On another list (not just an unschooling list) people are talking about
chores and making kids do things. One in particular kind of made me sickly
sad, and it "However (like everyone else I assume), the
nastiness and fighting do happen WAY too often for my sanity..." and later
goes on about a point system, with minus points and earning rights (like
Gameboy playing time) and... "So far they've accumulated quite a few points
but we had a doozy of a fight this morning that no amount of points could
address! "

I was really REALLY tempted to write and say we don't have doozies of fights
here and we don't have any nastiness at all.

But you know what? Often people don't believe it.
And if they DO believe it, they get pissed off.
Or they say I bought that happiness at the expense of not teaching my kids to
take care of themselves when they're grown.

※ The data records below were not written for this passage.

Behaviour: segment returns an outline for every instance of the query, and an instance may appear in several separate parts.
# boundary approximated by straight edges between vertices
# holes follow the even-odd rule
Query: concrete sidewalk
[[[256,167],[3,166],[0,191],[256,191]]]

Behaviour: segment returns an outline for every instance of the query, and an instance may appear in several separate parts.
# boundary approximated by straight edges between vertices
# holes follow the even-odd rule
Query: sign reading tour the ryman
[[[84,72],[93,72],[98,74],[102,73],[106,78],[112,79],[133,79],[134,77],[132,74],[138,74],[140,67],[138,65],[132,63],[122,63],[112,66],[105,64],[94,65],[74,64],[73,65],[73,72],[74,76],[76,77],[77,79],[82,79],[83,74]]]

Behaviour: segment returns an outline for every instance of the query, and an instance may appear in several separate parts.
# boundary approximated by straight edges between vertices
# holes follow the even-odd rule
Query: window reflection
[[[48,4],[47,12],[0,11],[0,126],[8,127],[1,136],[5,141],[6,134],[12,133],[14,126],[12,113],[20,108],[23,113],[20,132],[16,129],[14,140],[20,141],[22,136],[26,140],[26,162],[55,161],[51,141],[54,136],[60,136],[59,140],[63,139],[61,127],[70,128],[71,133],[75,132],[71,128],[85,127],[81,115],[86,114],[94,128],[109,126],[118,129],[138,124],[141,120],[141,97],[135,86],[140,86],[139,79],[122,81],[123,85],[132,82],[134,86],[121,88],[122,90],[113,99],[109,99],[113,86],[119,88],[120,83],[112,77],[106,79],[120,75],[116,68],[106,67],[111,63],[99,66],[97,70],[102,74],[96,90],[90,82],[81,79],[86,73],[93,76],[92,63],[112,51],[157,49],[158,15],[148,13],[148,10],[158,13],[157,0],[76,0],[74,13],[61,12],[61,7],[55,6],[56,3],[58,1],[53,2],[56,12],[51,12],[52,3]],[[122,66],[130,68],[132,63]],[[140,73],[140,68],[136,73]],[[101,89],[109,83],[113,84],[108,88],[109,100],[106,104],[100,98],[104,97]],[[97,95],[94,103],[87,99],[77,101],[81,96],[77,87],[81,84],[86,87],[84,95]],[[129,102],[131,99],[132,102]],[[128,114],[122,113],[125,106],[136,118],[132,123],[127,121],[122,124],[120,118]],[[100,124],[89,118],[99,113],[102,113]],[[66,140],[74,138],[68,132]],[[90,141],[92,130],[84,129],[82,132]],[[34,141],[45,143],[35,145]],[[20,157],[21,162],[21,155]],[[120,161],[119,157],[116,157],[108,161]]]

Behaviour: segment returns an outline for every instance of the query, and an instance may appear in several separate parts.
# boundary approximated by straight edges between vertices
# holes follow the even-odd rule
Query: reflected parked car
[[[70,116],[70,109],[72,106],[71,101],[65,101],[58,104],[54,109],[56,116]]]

Thing is, my kids take really good care of the things they've chosen to prize
and care about. Every one of them has things from when they were babies, or
toddlers, and some of those things are paper, or otherwise fragile.

Last night I walked to the video store to get Marty's list of movies (I got
four of five) because he's had a cold and needed to just stay home today.
He watched two last night. He was sitting watching one this afternoon, after
eating chicken soup with me and Holly, when Keith came home and wanted Marty
to go with him to deliver the big TV to the repair shop. So Marty had to
change shirts, put on pants and shoes, and go outside, which he hadn't
planned to do. But he didn't whine one bit. When he gets home he'll watch
that movie some more and we'll all be calm and appreciative of each other.